Consider the mounting tasks:

* U.S.-Japan relations: Swollen trade surplus. Closed markets. Greater international contributions. Sound familiar? They should. The same issues that have riddled the relationship between the world’s two economic superpowers for years still do. But Hosokawa and Clinton will confront them again when both visit New York for the U.N. General Assembly meeting next week.

Personally, the two leaders are likely to hit if off--both are former governors with reformist agendas whose victories marked a political changing of the guard. But policywise, the two sides seem intractably stalemated: The Americans want numerical targets to measure progress in trade talks. The Japanese don’t. No one expects Clinton to hammer Hosokawa in their first meeting, however. Hosokawa is expected to outline his economic program to shave the politically nettlesome $49.6-billion bilateral trade surplus. Clinton is likely to listen politely and encourage--not demand--further measures.

Advertisement

Aside from economics, the two will probably also discuss such issues as the Mideast peace accord--particularly Japan’s contribution to the multinational aid effort promised to support the framework agreement.

“The government recognizes Hosokawa is sitting on a rather fragile coalition, has been in office all of six weeks, has other issues like political reform on his mind and can’t bring that much with him that soon,” a U.S. official said.

* Economic woes: Japan remains gripped by a serious recession. The economy contracted at an annual rate of 2% in the latest April-to-June quarter. Export volume is down, battered by the soaring yen. Personal spending is down. So is corporate investment. And looming on the horizon are widespread layoffs--what the Japanese call “restructuring.”

Hosokawa’s emergency package--$57 billion worth of new spending, deregulatory measures and consumer benefits--was widely dismissed as too weak to jolt the economy back to life. Officials, however, bill it as merely the first step. They hint at other measures, including a possible overhaul of the tax system that would reduce levies on income and hike the consumption tax.

* Political reform: Hosokawa has wagered his entire political fortunes on an issue that has brought down the last two prime ministers. They pledged to clean up the system of “money politics,” failed and were promptly ousted from power. But that did not deter Hosokawa from publicly pledging that if he fails at reform by year’s end, he’ll take responsibility--to wit, resign.

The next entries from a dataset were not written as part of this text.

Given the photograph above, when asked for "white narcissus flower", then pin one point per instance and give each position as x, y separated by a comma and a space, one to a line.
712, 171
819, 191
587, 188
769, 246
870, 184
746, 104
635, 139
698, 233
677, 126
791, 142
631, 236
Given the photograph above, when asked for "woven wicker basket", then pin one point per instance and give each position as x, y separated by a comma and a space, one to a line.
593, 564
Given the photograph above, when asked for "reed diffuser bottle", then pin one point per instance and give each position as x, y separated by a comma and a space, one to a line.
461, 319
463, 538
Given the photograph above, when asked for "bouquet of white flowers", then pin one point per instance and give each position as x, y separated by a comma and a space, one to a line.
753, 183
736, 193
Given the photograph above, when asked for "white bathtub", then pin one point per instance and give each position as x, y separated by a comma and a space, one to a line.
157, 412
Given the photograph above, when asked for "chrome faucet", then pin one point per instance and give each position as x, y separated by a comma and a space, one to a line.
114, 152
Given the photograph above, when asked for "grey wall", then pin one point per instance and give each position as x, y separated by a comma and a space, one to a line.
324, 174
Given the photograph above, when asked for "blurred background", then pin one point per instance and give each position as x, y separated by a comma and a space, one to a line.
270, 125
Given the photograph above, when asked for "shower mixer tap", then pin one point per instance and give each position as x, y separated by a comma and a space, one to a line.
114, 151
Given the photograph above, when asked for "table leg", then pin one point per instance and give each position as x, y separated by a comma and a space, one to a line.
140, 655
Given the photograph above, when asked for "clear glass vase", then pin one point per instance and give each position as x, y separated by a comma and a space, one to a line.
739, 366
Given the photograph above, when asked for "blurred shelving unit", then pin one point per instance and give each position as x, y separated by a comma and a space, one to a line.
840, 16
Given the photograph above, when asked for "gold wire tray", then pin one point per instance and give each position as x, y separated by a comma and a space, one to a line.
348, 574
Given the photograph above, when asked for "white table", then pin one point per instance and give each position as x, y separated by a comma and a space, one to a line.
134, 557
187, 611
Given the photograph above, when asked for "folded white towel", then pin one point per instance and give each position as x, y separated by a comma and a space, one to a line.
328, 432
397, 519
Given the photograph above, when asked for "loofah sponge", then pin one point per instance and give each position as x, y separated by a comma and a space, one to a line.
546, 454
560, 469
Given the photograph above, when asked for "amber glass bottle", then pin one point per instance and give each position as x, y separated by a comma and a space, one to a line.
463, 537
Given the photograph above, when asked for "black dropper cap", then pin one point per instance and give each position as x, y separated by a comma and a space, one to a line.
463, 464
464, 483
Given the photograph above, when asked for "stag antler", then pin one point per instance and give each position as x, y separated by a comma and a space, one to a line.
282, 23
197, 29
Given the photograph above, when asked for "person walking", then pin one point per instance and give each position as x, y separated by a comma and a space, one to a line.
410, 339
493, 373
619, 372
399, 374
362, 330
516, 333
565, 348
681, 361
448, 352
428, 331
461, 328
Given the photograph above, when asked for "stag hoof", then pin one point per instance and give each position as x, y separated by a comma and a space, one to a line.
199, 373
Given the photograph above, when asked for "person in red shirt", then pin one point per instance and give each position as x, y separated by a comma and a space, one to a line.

His coalition commands a slim majority in Parliament and recently worked out a compromise plan. But Hosokawa’s ministers are not called “the glass Cabinet” for nothing. The deal could still be easily shattered by coalition members who don’t fully back it, such as some of the Socialists.

Advertisement

* Budget priorities: Hosokawa pledged to enrich the lives of ordinary people by reordering the nation’s spending priorities from producers to consumers. The first budget draft released earlier this month showed little change from LDP blueprints. Some analysts, however, say that it will take as long as two budget cycles for the administration to put its own stamp on the spending plan.

* Foreign relations: Hosokawa made headlines when he called World War II in the Pacific a “war of aggression” and “a mistaken war,” the strongest words ever for a Japanese prime minister. Now the question is whether he’ll back his mea culpas with money. Payments to those who suffered at the hands of the Japanese aren’t legally required, but they may be granted as a gesture of goodwill and compassion.

So far, Hosokawa hasn’t triggered substantive breakthroughs on any of the issues. Supporters say it’s too early to expect more. And, in trying to manage a fragile and sometimes fractious coalition, he can’t afford to move too hastily--even though his personal style is to jump into action.

How Hosokawa successfully manages these areas will depend not only on his political skills but also on how well he continues to work with Shinseito (Renewal Party) leader Ichiro Ozawa, the coalition’s master tactician and political horse-trader.

In recent days, however, fissures in the coalition have begun appearing. Ozawa, for instance, recently had a public spat with Hosokawa’s chief coalition ally, Masayoshi Takemura, over the shape of future political realignment. There also are many news stories about a gradual splintering of the coalition, with the conservative Japan Renewal Party and Buddhist-backed Clean Government Party on one side and Hosokawa’s progressive Japan New Party and Takemura’s New Party Harbinger on the other.

But for now, analysts say that mutual needs still outweigh individual ambition. They give the Hosokawa government a better than even shot at bringing some measure of the change for which the long-suffering Japanese public is clamoring.

Advertisement

“As long as Hosokawa maintains a two-thirds public approval rating, he will have substantial authority,” one Western political analyst said. “The question is whether he can manage the political process, and that’s what Ozawa provides.

“Ozawa doesn’t have public support. Hosokawa doesn’t have the political know-how. For now, they really need each other.”